Leaving his nest below in charge of the breath of life, the immortal Spirit soars afar from his nest. He moves in all regions wherever he loves, this Spirit of golden radiance, the wandering swan everlasting. 

So they say that one should not wake up a person suddenly, for hard to heal would he be if the Spirit did not return. They say also that dreams are like the waking state, for what is seen when awake is seen again in a dream. What is true is that the Spirit shines in his own light. 

Even as a great fish swims along the two banks of a river, first along the eastern bank and then the western bank, in the same way the Spirit of man moves along beside his two dwellings: this waking world and the land of sleep and dreams. 

As a man in the arms of the woman beloved feels only peace all around, even so the Soul in the embrace of Atman, the Spirit of vision, feels only peace all around. the ocean of Spirit the seer alone beholding his own immensity. 

...when the Spirit that lives in the eye has returned to his own source, then the soul knows no more forms. 

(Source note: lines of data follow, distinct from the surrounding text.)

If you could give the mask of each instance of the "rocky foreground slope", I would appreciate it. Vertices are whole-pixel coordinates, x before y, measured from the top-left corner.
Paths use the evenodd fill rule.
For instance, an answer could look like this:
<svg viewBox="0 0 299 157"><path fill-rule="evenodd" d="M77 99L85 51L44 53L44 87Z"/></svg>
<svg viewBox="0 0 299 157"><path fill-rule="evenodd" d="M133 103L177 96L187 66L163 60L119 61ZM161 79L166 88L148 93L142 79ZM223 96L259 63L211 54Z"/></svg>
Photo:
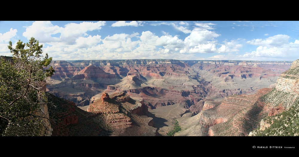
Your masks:
<svg viewBox="0 0 299 157"><path fill-rule="evenodd" d="M220 102L205 102L204 109L194 117L178 119L185 130L176 135L298 135L298 63L299 60L294 61L282 73L275 87L263 88L251 95L234 95ZM284 130L288 126L292 128L286 133Z"/></svg>
<svg viewBox="0 0 299 157"><path fill-rule="evenodd" d="M49 120L52 136L156 136L147 108L123 92L102 99L88 111L72 102L48 94Z"/></svg>
<svg viewBox="0 0 299 157"><path fill-rule="evenodd" d="M129 60L53 61L47 91L76 105L124 91L150 109L180 103L197 113L205 98L253 93L276 83L286 61Z"/></svg>

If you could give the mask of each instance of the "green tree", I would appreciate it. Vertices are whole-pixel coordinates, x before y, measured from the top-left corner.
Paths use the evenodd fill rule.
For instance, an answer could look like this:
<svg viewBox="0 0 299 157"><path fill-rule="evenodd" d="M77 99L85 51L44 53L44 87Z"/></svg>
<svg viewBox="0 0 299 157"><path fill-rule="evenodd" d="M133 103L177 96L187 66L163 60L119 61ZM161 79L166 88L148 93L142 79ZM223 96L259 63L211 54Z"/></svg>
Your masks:
<svg viewBox="0 0 299 157"><path fill-rule="evenodd" d="M15 48L9 42L13 63L0 59L0 134L43 136L45 126L43 108L47 79L54 72L47 67L52 60L42 55L42 45L31 38L20 40Z"/></svg>

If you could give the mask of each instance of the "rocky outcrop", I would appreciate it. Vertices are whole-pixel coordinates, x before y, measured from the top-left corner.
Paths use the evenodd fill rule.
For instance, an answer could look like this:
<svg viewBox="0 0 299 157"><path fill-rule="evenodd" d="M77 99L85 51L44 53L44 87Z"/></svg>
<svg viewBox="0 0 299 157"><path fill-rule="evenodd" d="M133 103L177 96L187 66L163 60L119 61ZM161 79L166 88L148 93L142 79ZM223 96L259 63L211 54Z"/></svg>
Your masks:
<svg viewBox="0 0 299 157"><path fill-rule="evenodd" d="M211 108L220 104L219 102L207 100L205 101L202 111Z"/></svg>

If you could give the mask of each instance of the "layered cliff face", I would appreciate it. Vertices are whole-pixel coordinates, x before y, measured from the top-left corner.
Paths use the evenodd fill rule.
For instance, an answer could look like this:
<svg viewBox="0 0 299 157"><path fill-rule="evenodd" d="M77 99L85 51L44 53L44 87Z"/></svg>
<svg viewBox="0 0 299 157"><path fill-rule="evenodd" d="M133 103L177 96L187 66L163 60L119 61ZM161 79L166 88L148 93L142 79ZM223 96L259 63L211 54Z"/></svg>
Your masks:
<svg viewBox="0 0 299 157"><path fill-rule="evenodd" d="M87 111L96 115L93 119L109 136L157 135L152 118L145 116L148 112L145 105L123 92L110 96L103 92L101 99L90 105Z"/></svg>
<svg viewBox="0 0 299 157"><path fill-rule="evenodd" d="M47 87L49 92L73 101L77 106L90 105L90 109L101 100L104 91L110 96L123 92L151 109L179 103L191 112L199 113L197 116L201 119L200 125L204 131L201 135L208 133L214 136L222 133L217 133L214 126L231 122L234 118L238 119L244 116L238 114L240 110L238 110L231 111L228 115L231 116L224 116L228 112L225 110L234 108L229 107L234 105L226 100L222 103L213 100L233 94L253 94L259 89L273 86L283 71L291 66L290 63L287 62L130 60L67 62L68 63L64 62L64 66L72 70L67 72L66 68L55 67L57 74L51 79L57 83ZM58 65L60 63L53 64ZM269 91L268 89L264 90ZM263 114L276 114L283 108L264 105L250 97L244 98L240 99L249 99L247 101L251 102L245 103L246 107L259 111L263 107L261 106L265 106L269 111ZM236 106L238 109L245 107L241 106ZM209 112L216 109L222 111L217 112L219 111L215 110L213 114ZM118 113L115 112L100 114ZM114 117L109 117L105 118L107 122L113 121L111 119L114 119L112 118ZM256 127L254 123L247 128L242 123L238 125L242 128L238 129L238 132L242 133L240 135L247 133L248 130Z"/></svg>
<svg viewBox="0 0 299 157"><path fill-rule="evenodd" d="M259 128L250 136L298 135L298 82L299 60L297 60L279 76L275 87L262 98L270 111L269 116L261 121Z"/></svg>
<svg viewBox="0 0 299 157"><path fill-rule="evenodd" d="M199 128L201 136L298 134L298 127L290 125L294 125L296 119L293 117L297 117L298 113L298 63L299 60L294 61L290 68L281 74L275 87L263 88L252 95L228 96L218 102L219 105L205 101L202 111L196 116L198 123L193 124L193 126L199 126L196 127ZM225 81L231 81L229 78L225 79ZM286 128L285 127L288 125L289 128ZM198 130L192 132L187 129L176 135L192 136L199 132ZM284 131L284 129L287 130Z"/></svg>

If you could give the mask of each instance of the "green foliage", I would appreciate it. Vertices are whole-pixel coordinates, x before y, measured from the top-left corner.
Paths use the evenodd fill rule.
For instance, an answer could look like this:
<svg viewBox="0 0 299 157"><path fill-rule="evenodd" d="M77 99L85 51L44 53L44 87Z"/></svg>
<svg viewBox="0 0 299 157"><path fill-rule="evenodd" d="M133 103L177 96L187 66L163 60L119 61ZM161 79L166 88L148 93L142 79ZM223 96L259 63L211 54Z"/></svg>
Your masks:
<svg viewBox="0 0 299 157"><path fill-rule="evenodd" d="M166 133L168 136L173 136L174 135L175 133L181 131L181 127L179 125L179 122L176 119L175 119L174 120L176 121L176 122L174 123L174 128Z"/></svg>
<svg viewBox="0 0 299 157"><path fill-rule="evenodd" d="M42 45L33 38L26 44L19 40L15 48L10 41L8 47L13 63L0 58L0 135L44 135L40 105L46 99L42 89L54 71L44 68L52 58L46 54L42 58Z"/></svg>
<svg viewBox="0 0 299 157"><path fill-rule="evenodd" d="M255 136L298 136L299 135L299 113L298 104L291 107L289 110L273 116L268 116L264 121L271 124L265 130L259 129L254 131Z"/></svg>

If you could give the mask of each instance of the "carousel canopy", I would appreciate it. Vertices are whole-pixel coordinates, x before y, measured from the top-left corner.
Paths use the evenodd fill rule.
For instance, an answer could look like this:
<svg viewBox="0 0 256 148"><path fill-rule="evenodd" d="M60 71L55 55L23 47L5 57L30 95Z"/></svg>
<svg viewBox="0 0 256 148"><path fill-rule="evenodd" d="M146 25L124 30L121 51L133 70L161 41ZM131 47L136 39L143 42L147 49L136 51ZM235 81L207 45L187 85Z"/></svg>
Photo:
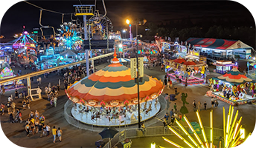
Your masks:
<svg viewBox="0 0 256 148"><path fill-rule="evenodd" d="M156 98L163 90L161 81L146 75L139 84L141 98ZM130 69L115 57L111 64L75 83L66 92L71 99L83 99L86 103L95 101L97 106L102 101L108 104L112 101L135 101L138 100L137 91L137 83L131 78Z"/></svg>
<svg viewBox="0 0 256 148"><path fill-rule="evenodd" d="M73 51L71 50L66 50L64 52L60 53L60 56L65 56L66 55L68 56L77 56L77 53L75 51Z"/></svg>
<svg viewBox="0 0 256 148"><path fill-rule="evenodd" d="M225 75L214 78L214 79L221 80L223 81L229 82L233 84L243 84L246 82L251 82L252 80L247 78L238 71L237 67L233 68L231 71L228 72Z"/></svg>
<svg viewBox="0 0 256 148"><path fill-rule="evenodd" d="M176 58L176 59L173 60L173 61L174 61L174 62L176 62L176 63L180 63L180 64L182 64L182 63L185 63L185 62L186 62L186 60L185 60L185 59L184 59L184 58Z"/></svg>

Even as a caterpillar, when coming to the end of a blade of grass, reaches out to another blade of grass and draws itself over to it, in the same way the Soul, leaving the body and unwisdom behind, reaches out to another body and draws itself over to it. 

The Soul is Brahman, the Eternal. 
It is made of consciousness and mind: it is made of life and vision.

As the slough of a snake lies dead upon an ant-hill, even so the mortal body; but the incorporeal immortal Spirit is life and light and Eternity

'I have found the small path known of old that stretches far away. By it the sages who know the Spirit arise to the regions of heaven and then beyond to liberation.'

...let the lover of Brahman follow wisdom. Let him not ponder on many words, for many words are weariness. 

This is the world of the Spirit, O king. Thus spoke Yajnavalkya.
O Master. Yours is my kingdom and I am yours, said then the king of Videha.